Catching Benazir's Killers: Can Islamabad Confront Army?

photoOn April 15, 2010, a United Nations commission of inquiry into the assassination of Pakistan's former prime minister, Benazir Bhutto, made its report public. This first step towards solving the terrible crime and settling the case - consisting of preliminary findings and pointers - has taken nearly 28 months. How much longer will it take for the process to be taken to its logical conclusion?
Indications are that it will take indefinitely long. Far from ruled out is the possibility that the assassination remains an unsolved mystery and the process of justice incomplete forever in this case. The process is up against what continues to be the most powerful of forces in Pakistan: the army-backed "establishment" (as everyone calls it in the country). This remains no less an entrenched force for the elections of 2009 and the installation of a civilian government.
This is not the first of political murders in South Asia to have defied attempts at solving them, with democratic processes failing to bring the culprits to book. Two striking examples can be cited.
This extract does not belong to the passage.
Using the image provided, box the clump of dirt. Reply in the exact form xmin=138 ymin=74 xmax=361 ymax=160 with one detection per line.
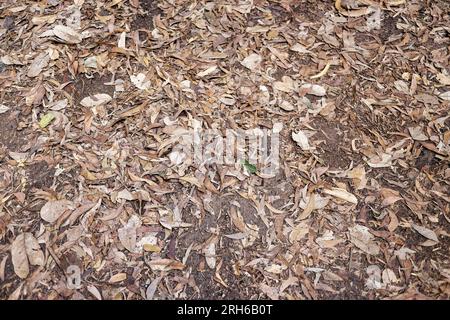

It was only on January 28, 2010, that five convicted persons were hanged for the assassination of the founder-president of Bangladesh, Sheikh Mujibur Rahman, on August 15, 1975. This may not close the chapter, as originally 15 ex-army officers faced the same charge.
The process of justice is incomplete now, and cannot possibly be taken forward, in the case of the assassination of India's former prime minister, Rajiv Gandhi, on May 21, 1991. While the suicide bomber was shot to bits along with the victim, the alleged masterminds of the Liberation Tigers of Tamil Eelam (LTTE) could and can never be produced in an Indian court: they are all dead. Only a woman convicted as an accomplice, with a peripheral role in the crime even by official accounts, still languishes in an Indian prison.
The Benazir assassination falls in a different category. The Rajiv case could not be solved, above all, because the main accused, slain LTTE chief Velupillai Prabhakaran, could not be extradited from Sri Lanka and brought to India. A section of the Bangladesh army carried out the Mujib assassination and the coup of 1975, but it is civilian, electoral politics that has eventually carried the day.
If the investigation of the Benazir killing is taking so long, and if its advance seems so uncertain, it is because the army-centered "establishment" enjoys a political power and pre-eminence, to which the return of Pakistan's repeatedly derailed democracy has so far made precious little difference. The course of the case following the UN report, consequently, will also determine the future of Pakistan's democracy.
The independent, three-member UN commission, headed by Chilean diplomat Heraldo Muñoz, was set up in July 2009 at the request of the Pakistan government. The commission was mandated to investigate the "facts and circumstances" of Benazir's death, and not to assign criminal responsibility. Its findings, however, clearly point in the direction of the "establishment."